I think this is a great follow up post on my last post. A little change in perspective.
My counselor discussed with me living in the moment. Initially, I kind of rolled my eyes. Most of the 'Living in the Moment' discussions I've had have seemed pretty irrelevant to me. I don't feel like I am the kind of person who lives in the past or dwells in the past. I feel a lot of the time like the past is for learning, and that I just need to focus on the future and the next step.
However, living in the moment isn't just about not living in the past, it is also about not living in the future.
You can ask anybody who knows me. I'm a planner. I have plans, goals, dreams, aspirations. I spend a lot of time thinking about the future and my goals. My plans change often, but I always have a general outline of what I want to happen in my life in the next (insert period of time here). School, marriage, family, I even think about retirement and grandchildren. It is comforting to me to have a plan.

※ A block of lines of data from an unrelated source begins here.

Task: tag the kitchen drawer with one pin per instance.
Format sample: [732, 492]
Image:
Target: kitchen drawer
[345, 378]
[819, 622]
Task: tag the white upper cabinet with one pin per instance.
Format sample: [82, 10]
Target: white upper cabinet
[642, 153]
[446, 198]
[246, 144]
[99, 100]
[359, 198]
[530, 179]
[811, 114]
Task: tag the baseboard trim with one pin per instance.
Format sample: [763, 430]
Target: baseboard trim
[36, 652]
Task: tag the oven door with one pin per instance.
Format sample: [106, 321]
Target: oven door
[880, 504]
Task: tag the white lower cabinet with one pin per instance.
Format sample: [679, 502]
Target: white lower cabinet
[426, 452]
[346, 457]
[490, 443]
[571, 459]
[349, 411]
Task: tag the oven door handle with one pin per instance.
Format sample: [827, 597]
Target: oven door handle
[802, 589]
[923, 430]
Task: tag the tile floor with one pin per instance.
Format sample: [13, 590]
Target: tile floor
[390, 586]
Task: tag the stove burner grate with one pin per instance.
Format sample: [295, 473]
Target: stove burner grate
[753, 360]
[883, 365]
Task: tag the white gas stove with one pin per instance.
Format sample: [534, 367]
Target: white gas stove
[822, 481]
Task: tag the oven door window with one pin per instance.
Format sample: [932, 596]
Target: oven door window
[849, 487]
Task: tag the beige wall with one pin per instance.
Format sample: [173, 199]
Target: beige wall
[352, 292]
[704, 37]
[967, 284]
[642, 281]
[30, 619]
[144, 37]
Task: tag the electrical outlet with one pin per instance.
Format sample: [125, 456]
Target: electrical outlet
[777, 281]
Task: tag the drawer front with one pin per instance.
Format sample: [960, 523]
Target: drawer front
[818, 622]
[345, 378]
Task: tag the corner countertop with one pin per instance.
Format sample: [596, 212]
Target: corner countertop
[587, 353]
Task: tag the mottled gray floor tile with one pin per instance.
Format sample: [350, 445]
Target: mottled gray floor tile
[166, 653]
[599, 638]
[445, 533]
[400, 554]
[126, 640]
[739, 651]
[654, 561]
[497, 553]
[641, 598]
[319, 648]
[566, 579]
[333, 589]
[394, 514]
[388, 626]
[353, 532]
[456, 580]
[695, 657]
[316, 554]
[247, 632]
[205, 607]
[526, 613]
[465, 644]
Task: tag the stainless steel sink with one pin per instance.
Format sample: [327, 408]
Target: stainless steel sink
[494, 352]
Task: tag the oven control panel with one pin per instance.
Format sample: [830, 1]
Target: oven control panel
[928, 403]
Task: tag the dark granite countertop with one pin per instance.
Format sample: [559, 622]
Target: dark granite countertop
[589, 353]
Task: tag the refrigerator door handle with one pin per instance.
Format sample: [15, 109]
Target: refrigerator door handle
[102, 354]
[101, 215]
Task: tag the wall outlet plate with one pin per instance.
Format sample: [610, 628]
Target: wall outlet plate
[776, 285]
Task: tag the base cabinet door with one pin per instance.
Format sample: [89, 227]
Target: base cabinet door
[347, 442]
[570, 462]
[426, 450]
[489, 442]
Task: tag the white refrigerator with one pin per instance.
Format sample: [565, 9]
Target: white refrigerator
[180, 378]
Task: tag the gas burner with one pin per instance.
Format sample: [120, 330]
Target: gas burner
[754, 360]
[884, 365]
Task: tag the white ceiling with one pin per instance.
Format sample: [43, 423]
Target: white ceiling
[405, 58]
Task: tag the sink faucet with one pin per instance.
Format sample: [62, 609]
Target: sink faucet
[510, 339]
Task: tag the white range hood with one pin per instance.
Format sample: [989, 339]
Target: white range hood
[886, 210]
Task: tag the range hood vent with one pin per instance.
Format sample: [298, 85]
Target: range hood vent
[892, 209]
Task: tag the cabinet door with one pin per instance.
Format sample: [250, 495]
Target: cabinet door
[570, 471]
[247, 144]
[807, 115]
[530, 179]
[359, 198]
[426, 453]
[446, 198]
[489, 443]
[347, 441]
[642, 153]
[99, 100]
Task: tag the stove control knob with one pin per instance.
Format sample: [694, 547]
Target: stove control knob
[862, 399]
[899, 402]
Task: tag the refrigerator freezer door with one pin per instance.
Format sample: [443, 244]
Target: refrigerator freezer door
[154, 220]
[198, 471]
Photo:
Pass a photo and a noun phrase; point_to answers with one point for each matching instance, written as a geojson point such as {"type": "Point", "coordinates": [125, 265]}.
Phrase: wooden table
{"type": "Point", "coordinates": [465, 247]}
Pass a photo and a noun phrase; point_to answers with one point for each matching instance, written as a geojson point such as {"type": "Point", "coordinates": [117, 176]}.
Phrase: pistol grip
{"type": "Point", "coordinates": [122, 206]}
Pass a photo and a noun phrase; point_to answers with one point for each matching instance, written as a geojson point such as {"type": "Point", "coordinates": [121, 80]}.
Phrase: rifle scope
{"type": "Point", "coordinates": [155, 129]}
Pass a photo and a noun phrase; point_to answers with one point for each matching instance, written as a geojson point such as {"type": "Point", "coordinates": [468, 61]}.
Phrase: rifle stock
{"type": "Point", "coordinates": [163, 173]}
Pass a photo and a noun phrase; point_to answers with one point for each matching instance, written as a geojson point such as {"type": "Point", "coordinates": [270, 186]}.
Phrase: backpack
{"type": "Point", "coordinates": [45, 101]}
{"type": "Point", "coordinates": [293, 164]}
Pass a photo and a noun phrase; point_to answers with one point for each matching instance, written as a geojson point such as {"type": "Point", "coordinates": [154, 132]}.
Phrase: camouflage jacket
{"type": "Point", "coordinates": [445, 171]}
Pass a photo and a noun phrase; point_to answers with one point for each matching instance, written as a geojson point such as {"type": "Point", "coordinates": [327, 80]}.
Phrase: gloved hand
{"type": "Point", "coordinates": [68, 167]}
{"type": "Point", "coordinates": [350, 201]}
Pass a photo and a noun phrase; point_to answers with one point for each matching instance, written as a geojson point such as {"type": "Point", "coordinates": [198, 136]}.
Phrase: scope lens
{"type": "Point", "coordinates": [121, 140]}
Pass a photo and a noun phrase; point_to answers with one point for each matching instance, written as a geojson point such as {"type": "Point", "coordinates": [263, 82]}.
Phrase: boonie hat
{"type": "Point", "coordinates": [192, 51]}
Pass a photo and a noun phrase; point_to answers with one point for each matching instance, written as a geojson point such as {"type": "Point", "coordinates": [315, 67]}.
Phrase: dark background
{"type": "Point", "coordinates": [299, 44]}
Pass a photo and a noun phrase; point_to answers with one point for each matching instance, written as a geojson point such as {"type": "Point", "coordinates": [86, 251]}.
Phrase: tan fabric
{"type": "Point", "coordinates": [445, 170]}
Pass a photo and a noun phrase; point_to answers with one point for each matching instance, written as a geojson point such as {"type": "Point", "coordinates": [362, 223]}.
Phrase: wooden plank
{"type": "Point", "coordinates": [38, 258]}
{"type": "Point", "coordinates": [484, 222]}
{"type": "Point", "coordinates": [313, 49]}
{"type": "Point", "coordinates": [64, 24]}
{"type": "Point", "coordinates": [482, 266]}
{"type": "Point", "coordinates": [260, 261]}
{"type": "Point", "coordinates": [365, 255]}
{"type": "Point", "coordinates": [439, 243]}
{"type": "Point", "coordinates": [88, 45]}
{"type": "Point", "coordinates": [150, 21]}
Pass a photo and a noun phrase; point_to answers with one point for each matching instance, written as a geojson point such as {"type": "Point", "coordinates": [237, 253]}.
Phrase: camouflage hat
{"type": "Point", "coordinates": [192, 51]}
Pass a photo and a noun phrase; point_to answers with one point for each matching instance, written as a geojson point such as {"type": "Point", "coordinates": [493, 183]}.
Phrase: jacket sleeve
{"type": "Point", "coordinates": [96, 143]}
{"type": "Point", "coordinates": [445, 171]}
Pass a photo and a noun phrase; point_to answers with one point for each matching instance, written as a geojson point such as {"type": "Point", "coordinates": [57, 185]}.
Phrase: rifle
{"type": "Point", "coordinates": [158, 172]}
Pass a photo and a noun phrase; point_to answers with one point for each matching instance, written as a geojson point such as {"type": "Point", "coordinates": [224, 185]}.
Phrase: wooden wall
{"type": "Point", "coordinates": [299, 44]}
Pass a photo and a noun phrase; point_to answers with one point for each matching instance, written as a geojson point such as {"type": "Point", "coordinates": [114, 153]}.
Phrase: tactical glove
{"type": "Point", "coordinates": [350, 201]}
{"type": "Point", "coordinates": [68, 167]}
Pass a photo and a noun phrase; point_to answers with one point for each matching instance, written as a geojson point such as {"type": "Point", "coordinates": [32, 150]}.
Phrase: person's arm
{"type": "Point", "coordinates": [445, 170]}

The times that I feel the most helpless or out of control are times when I don't have a plan for the next step.
I don't think this is necessarily a bad thing. It is important to have goals and have a direction you want your life to head in. However, there are definitely drawbacks to spending a lot of my time and energy focused on the future. The biggest one being that I'm missing the now.

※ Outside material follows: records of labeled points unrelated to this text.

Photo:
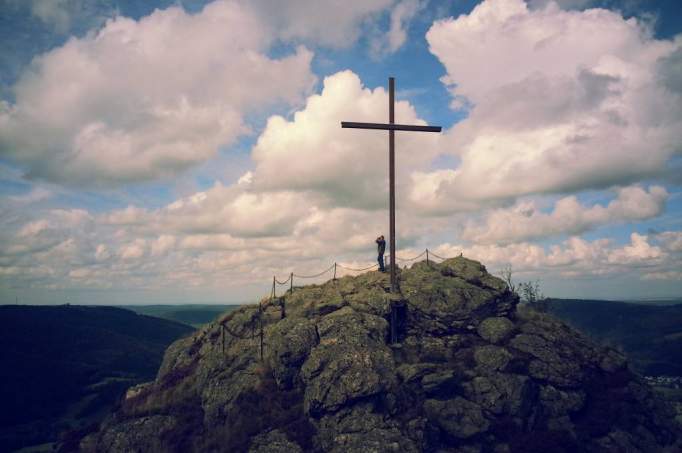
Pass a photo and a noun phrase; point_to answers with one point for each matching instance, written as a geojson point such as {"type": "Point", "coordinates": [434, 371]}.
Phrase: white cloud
{"type": "Point", "coordinates": [330, 23]}
{"type": "Point", "coordinates": [671, 240]}
{"type": "Point", "coordinates": [574, 257]}
{"type": "Point", "coordinates": [313, 153]}
{"type": "Point", "coordinates": [526, 221]}
{"type": "Point", "coordinates": [52, 12]}
{"type": "Point", "coordinates": [145, 99]}
{"type": "Point", "coordinates": [562, 101]}
{"type": "Point", "coordinates": [401, 16]}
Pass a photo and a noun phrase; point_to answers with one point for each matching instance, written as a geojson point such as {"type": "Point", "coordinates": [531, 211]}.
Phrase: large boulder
{"type": "Point", "coordinates": [472, 373]}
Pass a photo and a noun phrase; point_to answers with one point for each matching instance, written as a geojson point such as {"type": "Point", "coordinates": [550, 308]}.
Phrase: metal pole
{"type": "Point", "coordinates": [391, 177]}
{"type": "Point", "coordinates": [260, 318]}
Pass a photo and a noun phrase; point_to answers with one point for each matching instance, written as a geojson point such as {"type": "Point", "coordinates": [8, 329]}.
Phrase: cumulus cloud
{"type": "Point", "coordinates": [350, 166]}
{"type": "Point", "coordinates": [526, 221]}
{"type": "Point", "coordinates": [145, 99]}
{"type": "Point", "coordinates": [560, 101]}
{"type": "Point", "coordinates": [52, 12]}
{"type": "Point", "coordinates": [401, 16]}
{"type": "Point", "coordinates": [326, 22]}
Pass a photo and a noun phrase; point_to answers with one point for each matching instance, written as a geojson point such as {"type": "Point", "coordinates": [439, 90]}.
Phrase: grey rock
{"type": "Point", "coordinates": [473, 373]}
{"type": "Point", "coordinates": [458, 417]}
{"type": "Point", "coordinates": [495, 329]}
{"type": "Point", "coordinates": [274, 441]}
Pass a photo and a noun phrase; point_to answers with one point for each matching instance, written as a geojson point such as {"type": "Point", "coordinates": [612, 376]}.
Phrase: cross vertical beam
{"type": "Point", "coordinates": [391, 127]}
{"type": "Point", "coordinates": [391, 178]}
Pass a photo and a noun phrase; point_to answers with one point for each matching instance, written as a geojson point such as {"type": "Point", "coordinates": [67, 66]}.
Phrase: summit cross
{"type": "Point", "coordinates": [391, 127]}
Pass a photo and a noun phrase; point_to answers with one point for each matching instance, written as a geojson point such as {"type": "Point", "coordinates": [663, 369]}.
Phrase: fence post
{"type": "Point", "coordinates": [260, 318]}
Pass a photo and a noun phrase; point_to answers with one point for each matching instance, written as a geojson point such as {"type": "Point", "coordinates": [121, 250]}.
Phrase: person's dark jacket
{"type": "Point", "coordinates": [381, 246]}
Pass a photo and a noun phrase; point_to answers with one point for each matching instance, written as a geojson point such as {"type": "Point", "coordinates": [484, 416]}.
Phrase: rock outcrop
{"type": "Point", "coordinates": [470, 373]}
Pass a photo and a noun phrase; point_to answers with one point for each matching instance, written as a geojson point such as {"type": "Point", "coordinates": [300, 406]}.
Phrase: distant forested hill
{"type": "Point", "coordinates": [192, 314]}
{"type": "Point", "coordinates": [650, 335]}
{"type": "Point", "coordinates": [64, 366]}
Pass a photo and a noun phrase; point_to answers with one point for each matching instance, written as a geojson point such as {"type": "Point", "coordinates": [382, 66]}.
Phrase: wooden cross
{"type": "Point", "coordinates": [391, 127]}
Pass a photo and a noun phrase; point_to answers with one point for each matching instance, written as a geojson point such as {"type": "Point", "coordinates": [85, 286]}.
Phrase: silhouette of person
{"type": "Point", "coordinates": [381, 248]}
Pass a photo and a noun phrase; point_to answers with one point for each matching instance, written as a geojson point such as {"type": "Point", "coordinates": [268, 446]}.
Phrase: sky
{"type": "Point", "coordinates": [186, 151]}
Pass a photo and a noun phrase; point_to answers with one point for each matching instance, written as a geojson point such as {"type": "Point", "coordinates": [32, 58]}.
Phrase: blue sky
{"type": "Point", "coordinates": [186, 151]}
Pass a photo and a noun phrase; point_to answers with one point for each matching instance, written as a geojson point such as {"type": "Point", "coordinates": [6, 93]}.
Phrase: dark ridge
{"type": "Point", "coordinates": [64, 367]}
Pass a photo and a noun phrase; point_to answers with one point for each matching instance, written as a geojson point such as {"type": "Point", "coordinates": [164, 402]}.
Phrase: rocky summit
{"type": "Point", "coordinates": [450, 365]}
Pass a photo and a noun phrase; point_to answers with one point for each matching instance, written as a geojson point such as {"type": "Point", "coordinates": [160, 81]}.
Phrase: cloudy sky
{"type": "Point", "coordinates": [184, 151]}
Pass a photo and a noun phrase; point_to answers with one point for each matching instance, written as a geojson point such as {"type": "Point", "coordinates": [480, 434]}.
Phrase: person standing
{"type": "Point", "coordinates": [381, 248]}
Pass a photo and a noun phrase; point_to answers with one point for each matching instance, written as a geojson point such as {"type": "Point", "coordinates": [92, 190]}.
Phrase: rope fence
{"type": "Point", "coordinates": [290, 281]}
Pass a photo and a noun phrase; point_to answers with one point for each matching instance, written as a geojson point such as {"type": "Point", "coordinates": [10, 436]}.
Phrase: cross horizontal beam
{"type": "Point", "coordinates": [389, 127]}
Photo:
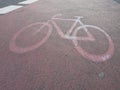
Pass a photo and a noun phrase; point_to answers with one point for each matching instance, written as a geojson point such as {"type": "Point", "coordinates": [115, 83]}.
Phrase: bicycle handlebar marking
{"type": "Point", "coordinates": [94, 57]}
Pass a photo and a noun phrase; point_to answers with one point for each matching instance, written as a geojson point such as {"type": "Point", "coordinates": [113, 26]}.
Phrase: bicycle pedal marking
{"type": "Point", "coordinates": [71, 34]}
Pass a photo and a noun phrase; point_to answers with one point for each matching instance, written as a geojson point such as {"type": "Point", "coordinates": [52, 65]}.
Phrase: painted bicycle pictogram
{"type": "Point", "coordinates": [71, 34]}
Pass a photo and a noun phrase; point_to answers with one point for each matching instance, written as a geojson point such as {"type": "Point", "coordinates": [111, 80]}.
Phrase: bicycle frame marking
{"type": "Point", "coordinates": [71, 34]}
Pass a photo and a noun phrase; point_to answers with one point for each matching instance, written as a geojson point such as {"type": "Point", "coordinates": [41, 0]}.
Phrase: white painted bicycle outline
{"type": "Point", "coordinates": [97, 58]}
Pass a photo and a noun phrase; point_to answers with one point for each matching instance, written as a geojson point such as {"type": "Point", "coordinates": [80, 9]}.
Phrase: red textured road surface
{"type": "Point", "coordinates": [30, 59]}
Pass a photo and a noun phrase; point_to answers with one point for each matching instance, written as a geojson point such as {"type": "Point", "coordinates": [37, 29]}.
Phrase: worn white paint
{"type": "Point", "coordinates": [28, 2]}
{"type": "Point", "coordinates": [8, 9]}
{"type": "Point", "coordinates": [71, 34]}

Eric and I just celebrated our one year anniversary. The first year of our marriage is gone. We will never get that back. There were good things, and bad things, and mediocre things, but they are gone now. That first year of our lives as husband and wife is over. Time moves forward, it stops for no man. I can't change the fact that it's gone, but I do have control over whether or not in a couple of years I look back on this time and regret I was so focused on the future that I missed the now, the now we will never have again.

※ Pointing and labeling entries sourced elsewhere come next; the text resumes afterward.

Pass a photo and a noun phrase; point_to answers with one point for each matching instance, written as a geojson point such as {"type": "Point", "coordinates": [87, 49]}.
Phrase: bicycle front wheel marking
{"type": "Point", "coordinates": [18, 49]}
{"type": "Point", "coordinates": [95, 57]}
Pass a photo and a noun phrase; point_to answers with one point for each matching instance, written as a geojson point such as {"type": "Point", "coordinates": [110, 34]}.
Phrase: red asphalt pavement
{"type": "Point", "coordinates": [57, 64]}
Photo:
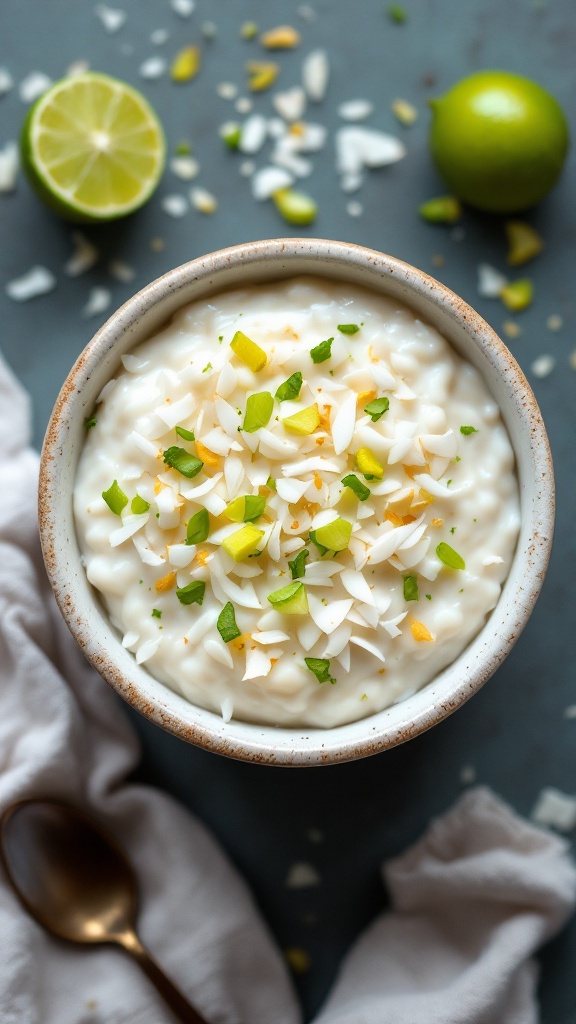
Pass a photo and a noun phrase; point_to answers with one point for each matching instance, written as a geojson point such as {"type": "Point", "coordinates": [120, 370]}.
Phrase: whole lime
{"type": "Point", "coordinates": [499, 140]}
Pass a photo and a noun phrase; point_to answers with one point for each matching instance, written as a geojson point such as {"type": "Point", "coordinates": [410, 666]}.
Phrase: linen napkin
{"type": "Point", "coordinates": [470, 902]}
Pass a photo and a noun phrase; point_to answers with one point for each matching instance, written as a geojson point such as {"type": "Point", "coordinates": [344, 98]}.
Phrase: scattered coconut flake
{"type": "Point", "coordinates": [227, 90]}
{"type": "Point", "coordinates": [490, 281]}
{"type": "Point", "coordinates": [112, 17]}
{"type": "Point", "coordinates": [467, 775]}
{"type": "Point", "coordinates": [543, 366]}
{"type": "Point", "coordinates": [84, 256]}
{"type": "Point", "coordinates": [370, 647]}
{"type": "Point", "coordinates": [291, 103]}
{"type": "Point", "coordinates": [33, 86]}
{"type": "Point", "coordinates": [182, 7]}
{"type": "Point", "coordinates": [203, 201]}
{"type": "Point", "coordinates": [269, 180]}
{"type": "Point", "coordinates": [9, 164]}
{"type": "Point", "coordinates": [98, 300]}
{"type": "Point", "coordinates": [37, 282]}
{"type": "Point", "coordinates": [153, 68]}
{"type": "Point", "coordinates": [186, 168]}
{"type": "Point", "coordinates": [355, 209]}
{"type": "Point", "coordinates": [556, 809]}
{"type": "Point", "coordinates": [316, 72]}
{"type": "Point", "coordinates": [253, 135]}
{"type": "Point", "coordinates": [148, 650]}
{"type": "Point", "coordinates": [6, 81]}
{"type": "Point", "coordinates": [301, 876]}
{"type": "Point", "coordinates": [218, 651]}
{"type": "Point", "coordinates": [356, 110]}
{"type": "Point", "coordinates": [174, 205]}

Since my first miscarriage, I have felt so strongly that having a baby would heal the hurt that I feel. Every subsequent loss has only served to push me harder into trying to get my take home baby. Yes, we are ready to start a family. We have talked about it, intimately, in depth, on multiple occasions, and the conclusion that we always come to is that we are ready to be parents. Well, as ready as one can be to be a parent. Emotionally, I want to be a mother so bad that it is physically painful sometimes to see others achieve that goal while I am left in the dust.
However, once we have a child, we can never go back to being just a couple with no kids. Sure, in 20-30 years they will (hopefully) all move out and we will be empty nesters, but we will still be Mom and Dad. And, although I am totally ready to commit my life to raising what I hope will be responsible, mature, healthy, happy adults, (I don't ask for much...) I don't want to look back on my life with Eric and think, "Wow, I really wished I had been more involved in that part of our lives. I wish I had enjoyed that more. I wish I could have that back and relive it."
And so, while there continues to be a plan, and while I am going to continue pursuing my goals, including the goal of motherhood, I have decided to try to be more mindful of the present moment, to enjoy it, to really live it. Because, I love my husband. I adore him. Every day, I feel like I am more in love with him than I could possibly be, and the next day that love is multiplied. I want to enjoy my life with him as it is right now, warts and all, because in the future, I will only have the memories.